Treibende Kraft hinter den Reformen ist Kronprinz Mohammed bin Salman, der seinem Vater in den nächsten Monaten auf den Thron folgen soll und schon jetzt der starke Mann ist. Aussenpolitisch will der 32-Jährige das Image seines Landes aufpolieren, innenpolitisch Ballast abwerfen, der ihn bei der Modernisierung der «ölsüchtigen» Volkswirtschaft behindert. Er versteht sich als Anwalt der jungen Generation, die die Hälfte der 20 Millionen Saudis ausmacht. Abertausende Frauen studierten in den letzten Jahren mit Regierungsstipendien im Ausland. Deren Wissen und Kompetenz lässt sich nur nutzen, wenn Fahrverbote und männliche Einsprüche fallen. Bereits Anfang 2016 forderte der Kronprinz in einem «Manifest für Wandel» umfassende Reformen für Volkswirtschaft und Arbeitsmarkt sowie mehr Rechte für Frauen. Saudi-Arabien werde gebremst durch «das überkommene Erbe und populäre Traditionen», hiess es in dem Text, der allerdings über Demokratisierung und Menschenrechte kein Wort verlor. In erster Linie nämlich will der Thronfolger die sozialen Restriktionen lockern, nicht aber die politischen Rechte der Bürger stärken. Und so liess er in den letzten Wochen ein Dutzend konservative Kleriker verhaften, gleichzeitig aber auch zahlreiche prominente Aktivisten.

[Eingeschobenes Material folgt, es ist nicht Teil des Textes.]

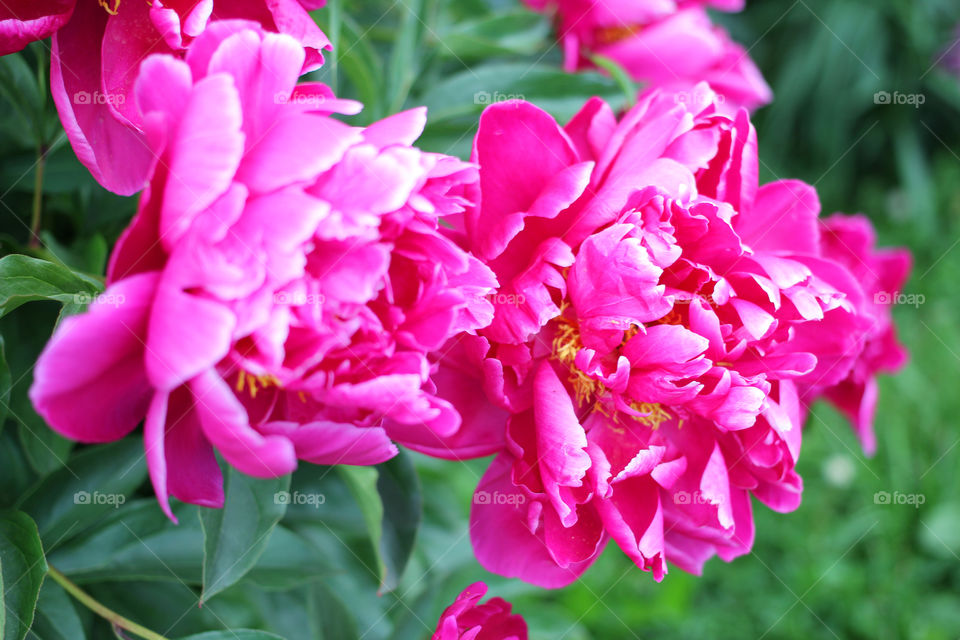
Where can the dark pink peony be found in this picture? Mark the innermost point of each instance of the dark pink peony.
(657, 313)
(468, 619)
(664, 44)
(278, 292)
(98, 46)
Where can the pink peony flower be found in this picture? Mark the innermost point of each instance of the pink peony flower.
(467, 619)
(663, 44)
(97, 50)
(657, 312)
(881, 274)
(281, 286)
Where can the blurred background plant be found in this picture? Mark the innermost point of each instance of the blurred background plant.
(867, 99)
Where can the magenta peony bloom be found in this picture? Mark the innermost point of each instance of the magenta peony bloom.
(663, 44)
(281, 286)
(881, 273)
(656, 316)
(97, 50)
(467, 619)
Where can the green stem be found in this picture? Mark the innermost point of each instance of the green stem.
(108, 614)
(37, 197)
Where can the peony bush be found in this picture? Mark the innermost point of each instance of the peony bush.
(297, 280)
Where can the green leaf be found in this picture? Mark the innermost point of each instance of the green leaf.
(234, 634)
(288, 561)
(88, 488)
(56, 618)
(19, 85)
(45, 449)
(560, 93)
(26, 331)
(404, 61)
(399, 489)
(336, 620)
(15, 474)
(23, 567)
(24, 279)
(516, 33)
(137, 542)
(390, 499)
(618, 73)
(237, 535)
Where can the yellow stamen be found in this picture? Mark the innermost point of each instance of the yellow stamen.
(566, 346)
(255, 383)
(656, 414)
(610, 35)
(106, 4)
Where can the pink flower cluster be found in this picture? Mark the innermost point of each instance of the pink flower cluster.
(615, 308)
(277, 293)
(98, 47)
(658, 318)
(468, 619)
(668, 44)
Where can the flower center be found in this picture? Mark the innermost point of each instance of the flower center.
(611, 35)
(110, 6)
(567, 344)
(254, 384)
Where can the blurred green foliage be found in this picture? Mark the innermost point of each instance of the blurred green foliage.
(841, 566)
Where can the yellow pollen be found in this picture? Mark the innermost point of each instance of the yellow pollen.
(566, 346)
(255, 383)
(106, 4)
(610, 35)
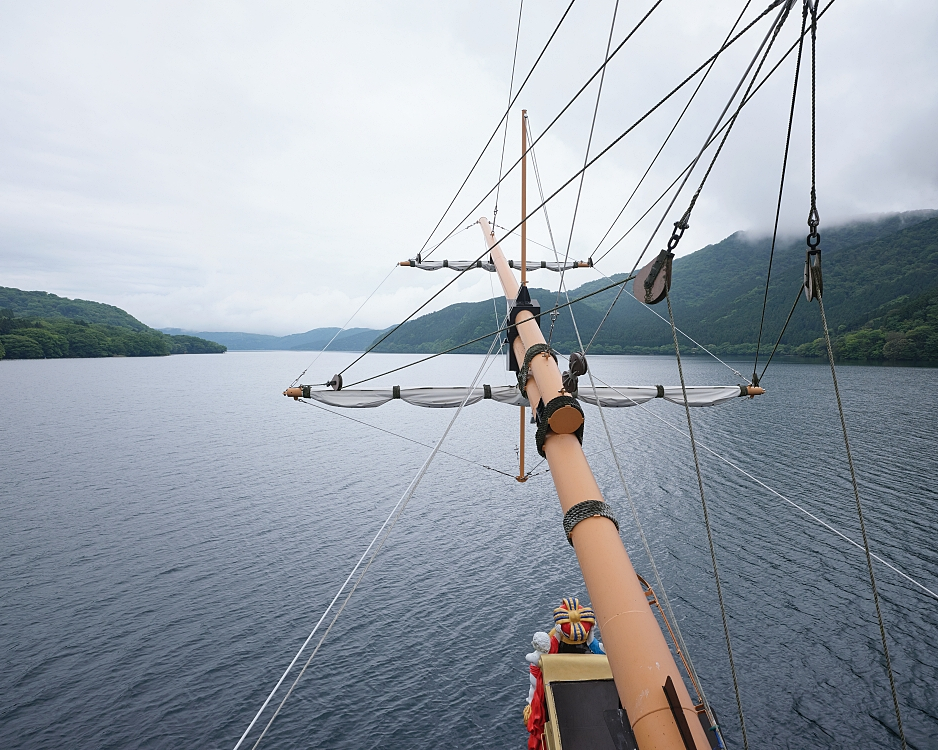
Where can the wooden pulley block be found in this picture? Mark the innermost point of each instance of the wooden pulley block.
(653, 282)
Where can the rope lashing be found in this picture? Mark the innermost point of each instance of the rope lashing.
(543, 420)
(584, 510)
(524, 372)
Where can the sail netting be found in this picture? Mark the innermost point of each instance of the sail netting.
(465, 265)
(451, 398)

Kein Wunder, dass Saudi-Arabiens stockkonservativer Klerus gestern erst einmal auffällig schweigsam blieb. Das Fahrverbot hatten die Imame stets damit begründet, Frauen seien zu dumm für das Steuer, könnten sich ihre Eierstöcke beschädigen oder in verbotenen Kontakt mit dem männlichen Geschlecht kommen, wenn sie bei einer Reifenpanne Hilfe bräuchten. Scheich Saad al-Hijri aus der südlichen Provinz Asir setzte kürzlich noch eins drauf, als er in einer Fatwa behauptete, Frauen dürften nicht Auto fahren, weil sie nur ein Viertel des Gehirns besässen. Doch diesmal traf ihn schon wenige Tage später der königliche Bann. Seitdem darf Saad al-Hijri nicht mehr vorbeten und nicht mehr predigen.